The law enforcement organization Europol says the thefts are believed to be the work of an organized gang of itinerant people known as Irish travelers, who are also involve in drug smuggling and money laundering.
Since January the horn thieves have struck a Czech castle; natural history museum in Belgium, Germany, France and Italy; and other targets in Portugal and Sweden.
In England, the Ipswich Museum contains many alluring and potentially theft worthy items. When thieves forced their way on July 28, after midnight, they were seeking something else entirely.
Their target, a large rhinoceros horn which was still attached to its owner. It has been there in the museum since 1907. “They just snapped it off,” said Bryony Rudkin, the Ipswich Borough Council member in charge of culture.
Ian Lawson, a detective in the art and antiques unit at the Metropolitan Police Service in London, said that galleries and museums are being urged to keep images of their rhinos off their Websites, to lock the horns away, or, as the Natural History Museum in London has done, to replace them with fake horns.
While rhino horns have recently sold for up to US$ 200,000 dollars, the powder is reported to fetch about US$ 97,500 a kilo on the black market more than gold, heroin or cocaine according to Mr.
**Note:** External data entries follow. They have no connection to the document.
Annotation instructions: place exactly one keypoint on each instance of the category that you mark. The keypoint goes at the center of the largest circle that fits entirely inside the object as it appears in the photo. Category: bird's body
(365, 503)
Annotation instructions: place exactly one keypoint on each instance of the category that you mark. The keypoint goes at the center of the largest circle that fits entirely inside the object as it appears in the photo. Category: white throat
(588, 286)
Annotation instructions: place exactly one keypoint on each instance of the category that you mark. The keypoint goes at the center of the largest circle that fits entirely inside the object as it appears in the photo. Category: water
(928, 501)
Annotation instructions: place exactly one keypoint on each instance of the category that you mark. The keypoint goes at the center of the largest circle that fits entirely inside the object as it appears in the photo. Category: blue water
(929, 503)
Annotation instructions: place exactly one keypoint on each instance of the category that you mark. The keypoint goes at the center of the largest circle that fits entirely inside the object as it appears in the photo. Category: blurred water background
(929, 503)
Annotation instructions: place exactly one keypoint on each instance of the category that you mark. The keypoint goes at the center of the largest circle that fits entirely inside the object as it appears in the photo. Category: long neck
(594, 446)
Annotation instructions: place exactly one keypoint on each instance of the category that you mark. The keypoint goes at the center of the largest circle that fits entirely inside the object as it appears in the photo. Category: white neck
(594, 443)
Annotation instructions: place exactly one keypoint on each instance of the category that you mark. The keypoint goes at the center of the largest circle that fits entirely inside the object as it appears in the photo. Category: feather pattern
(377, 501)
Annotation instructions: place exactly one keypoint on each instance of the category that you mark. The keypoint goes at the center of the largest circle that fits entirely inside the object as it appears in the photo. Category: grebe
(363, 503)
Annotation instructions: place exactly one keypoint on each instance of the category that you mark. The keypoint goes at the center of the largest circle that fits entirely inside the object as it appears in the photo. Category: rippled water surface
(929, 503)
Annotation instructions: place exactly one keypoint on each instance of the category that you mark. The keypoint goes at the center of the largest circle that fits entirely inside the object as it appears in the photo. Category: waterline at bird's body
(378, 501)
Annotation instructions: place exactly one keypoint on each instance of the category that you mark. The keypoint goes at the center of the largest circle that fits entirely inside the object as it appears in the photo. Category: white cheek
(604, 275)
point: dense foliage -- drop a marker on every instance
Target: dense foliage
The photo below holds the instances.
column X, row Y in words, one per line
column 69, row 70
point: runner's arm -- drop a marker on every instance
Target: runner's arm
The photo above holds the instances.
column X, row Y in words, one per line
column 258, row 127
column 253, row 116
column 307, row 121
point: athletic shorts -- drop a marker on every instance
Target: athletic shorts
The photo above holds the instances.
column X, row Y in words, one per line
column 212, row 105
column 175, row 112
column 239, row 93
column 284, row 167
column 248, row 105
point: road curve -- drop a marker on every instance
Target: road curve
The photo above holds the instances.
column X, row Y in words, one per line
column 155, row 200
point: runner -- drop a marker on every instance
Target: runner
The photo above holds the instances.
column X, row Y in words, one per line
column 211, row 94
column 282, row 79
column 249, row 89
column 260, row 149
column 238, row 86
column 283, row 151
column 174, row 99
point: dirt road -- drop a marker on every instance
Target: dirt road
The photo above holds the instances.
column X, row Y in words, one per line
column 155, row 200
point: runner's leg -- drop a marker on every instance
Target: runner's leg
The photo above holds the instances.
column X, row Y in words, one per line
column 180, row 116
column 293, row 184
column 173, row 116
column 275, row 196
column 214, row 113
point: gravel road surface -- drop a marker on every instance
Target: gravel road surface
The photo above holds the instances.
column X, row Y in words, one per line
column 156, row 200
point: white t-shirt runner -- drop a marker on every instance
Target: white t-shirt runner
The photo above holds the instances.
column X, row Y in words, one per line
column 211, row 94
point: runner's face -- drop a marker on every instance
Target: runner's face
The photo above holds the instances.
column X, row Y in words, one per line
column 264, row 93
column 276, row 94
Lawson.
Stricter laws governing the sale of used rhino horns, the kind found on rhinos that were long ago killed by big game hunters and stuffed have also played a part.
The crackdown has inadvertently threatened the efforts of conservation groups to preserve wild rhinoceros in Africa, as the thieves have turned to poachers who hack off horns from live animals, often leaving the rhinos bleed to death, said Cathy Dean, director of Save the Rhino, an advocacy group in Britain.
There have been 260 rhino deaths this year from poaching in South Africa alone, she added. The problem was a major focus of the recent meeting in Geneva of the Convention on International Trade in Endangered Species.
This year Britain and other European countries tightened their regulations, making it virtually impossible to export most rhino horns from the European Union legally, thus increasing the value of purloined ones.